According to India Today, the BWSSB stated in its order, “Organizing entertainment like rain dances and pool parties for commercial purposes is not advisable at this time. Using Cauvery water and borewell water is prohibited in the public interest.”

The board emphasized that Holi is a festival celebrating Hindu culture, and there are no restrictions on celebrating it at home.

Despite the order, several Bengaluru hotels are selling tickets for pool parties planned for Holi celebrations. For instance, Rang De Bengaluru 2024 at J K Grand Arena is offering tickets for a “Holi Rain Dance Party” priced at ₹199 on BookMyShow. Similarly, Lago Palms resort is hosting an “Open Air-Pool Holi Festival,” while the Jayamahal Palace Hotel is providing “rain dance, Punjabi dhol, unlimited colors, and a Holi party until sunset.” However, HOLI 2024 at LULU Mall is organizing a dry Holi celebration, with tickets starting from ₹299.

Earlier, Karnataka Chief Minister Siddaramaiah highlighted that Bengaluru is facing a daily water shortage of around 500 million liters against the requirement of 2,600 million liters. He instructed officials to meet daily and formulate an action plan to address the water scarcity.

The Chief Minister mentioned that Bengaluru has 14,000 borewells, of which 6,900 have dried up, and many water bodies have been encroached or have dried. Out of the required 2,600 million liters per day, 1,470 million liters are sourced from the Cauvery river, while 650 million liters come from borewells, leading to a deficit of about 500 million liters per day.

In light of the ongoing water scarcity issue in Karnataka, Bengaluru residents are opting for dry and organic colors to avoid using water to wash off colors. Hotels, clubs, and residents’ associations are also promoting innovative ways to celebrate Holi.

The Karnataka government has refrained from granting permissions for regular Holi celebrations, including pool parties.
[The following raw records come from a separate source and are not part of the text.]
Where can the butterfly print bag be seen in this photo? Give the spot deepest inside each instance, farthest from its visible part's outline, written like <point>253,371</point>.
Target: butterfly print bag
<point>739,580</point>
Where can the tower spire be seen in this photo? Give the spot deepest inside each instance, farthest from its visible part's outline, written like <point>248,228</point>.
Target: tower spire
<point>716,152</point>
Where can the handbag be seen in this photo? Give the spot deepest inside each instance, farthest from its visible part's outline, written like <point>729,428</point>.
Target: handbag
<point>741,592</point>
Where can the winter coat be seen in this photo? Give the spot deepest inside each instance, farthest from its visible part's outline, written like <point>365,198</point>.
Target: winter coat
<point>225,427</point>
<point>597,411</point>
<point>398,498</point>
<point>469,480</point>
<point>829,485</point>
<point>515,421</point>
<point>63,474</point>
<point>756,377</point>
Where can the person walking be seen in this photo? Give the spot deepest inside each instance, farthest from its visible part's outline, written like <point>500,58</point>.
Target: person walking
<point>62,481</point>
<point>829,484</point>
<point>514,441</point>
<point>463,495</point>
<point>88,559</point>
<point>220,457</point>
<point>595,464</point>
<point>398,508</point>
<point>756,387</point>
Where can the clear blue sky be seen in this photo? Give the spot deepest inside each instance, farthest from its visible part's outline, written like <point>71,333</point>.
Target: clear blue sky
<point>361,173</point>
Despite this, the BWSSB has clarified that there will be no ban on Holi celebrations in the city, particularly at homes and residential areas.

As reported by TOI, BWSSB officials advised the public against organizing commercial pool dances or rain dances, stating, “If pool dance or rain dance is organized as part of Holi celebrations, then revelers should not use Cauvery or borewell water; they can use treated water.”

Furthermore, BWSSB officials emphasized the importance of rainwater harvesting and groundwater recharge. They urged people, regardless of their building’s size or number of floors, to seek help from plumbers to fix their pipelines and to adopt rainwater harvesting to recharge groundwater.

BWSSB chairman Ram Prasath Manohar attributed the crisis to the negligence of people, stating, “They are wasting drinking water. The water board spends around Rs 95 to supply 1,000 liters of water and collects only Rs 45 from users. People should know about the importance of water and use it with care.” He called on plumbers to install aerators or water flow controllers in taps and raise awareness about them among the public.